From: Pascal Bourguignon
Subject: Re: reading non-standard characters
Date: 
Message-ID: <87ejptwm65.fsf@thalassa.informatimago.com>
"Mark Tarver" <··········@ukonline.co.uk> writes:
> Pascal Bourguignon wrote:
>> "Mark Tarver" <··········@ukonline.co.uk> writes:
>>
>> > I'm trying to read a .dbx file as a list of characters into Lisp. I get
>> >
>> >
>> > invalid byte #x90 in CHARSET:CP1252 conversion
>> >
>> > which signals, I guess, an attempt to read a character outside the
>> > default character set.  Any good solutions?
>>
>> Open the .dbx file with an :external-format which specifies the right
>> encoding.  In what encoding is this file written?
>>
>> That's assuming this is actually a TEXT file.
>> Perhaps it's a binary file?
>> Then open the .dbx file with the right :element-type '(unsigned-byte 8)
>
> .dbx files are read by Outlook Express.  

Of which the only thing I know is that it has some bug in encoding
replies to Mail.app, which makes my MacOSX users complain for
something I can do nothing about.

A dump of a .dbx file, or a description of what they contain would be
more useful.


> I 'm not too sure on the convention they use but MIME comes to mind.
> I want to order my .dbx files using Lisp.

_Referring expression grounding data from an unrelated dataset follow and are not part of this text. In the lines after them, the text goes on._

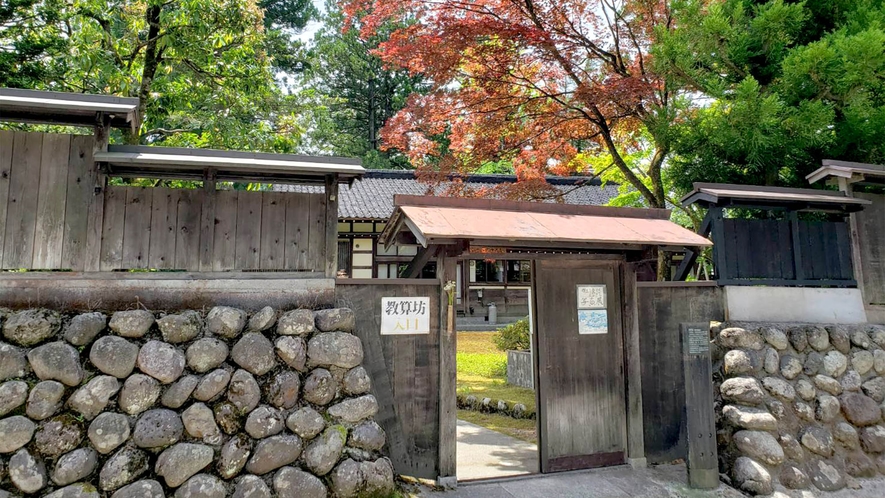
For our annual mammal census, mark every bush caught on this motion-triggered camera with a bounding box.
[493,318,530,351]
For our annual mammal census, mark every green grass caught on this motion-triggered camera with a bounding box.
[457,409,538,444]
[456,331,536,411]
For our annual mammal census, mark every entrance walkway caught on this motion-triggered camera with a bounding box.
[427,464,746,498]
[456,420,538,480]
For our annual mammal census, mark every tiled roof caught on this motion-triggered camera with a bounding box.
[275,170,620,220]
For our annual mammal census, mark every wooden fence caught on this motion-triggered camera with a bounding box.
[855,192,885,307]
[637,282,724,465]
[335,280,441,480]
[717,218,854,285]
[0,130,330,273]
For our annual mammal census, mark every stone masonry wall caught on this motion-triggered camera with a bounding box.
[0,306,395,498]
[714,322,885,495]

If they have MIME headers in the file, then you can use my
SAFE-TEXT-FILE-TO-STRING-LIST function to read the header, find the
Content-Type: header, parse its value and extract the charset name.

http://darcs.informatimago.com/darcs/public/lisp/common-lisp/file.lisp

SAFE-TEXT-FILE-TO-STRING-LIST (PATH &key (if-does-not-exist :error))
  "
DO:     - Read the file at PATH as a binary file,
        - Remove all null bytes (handle UTF-16, UCS-2, etc),
        - Split 'lines' on CR, CR+LF or LF,
        - Replace all bytes less than 32 or greater than 126 by #\?,
        - Convert the remaining bytes as ASCII codes into the CL standard set.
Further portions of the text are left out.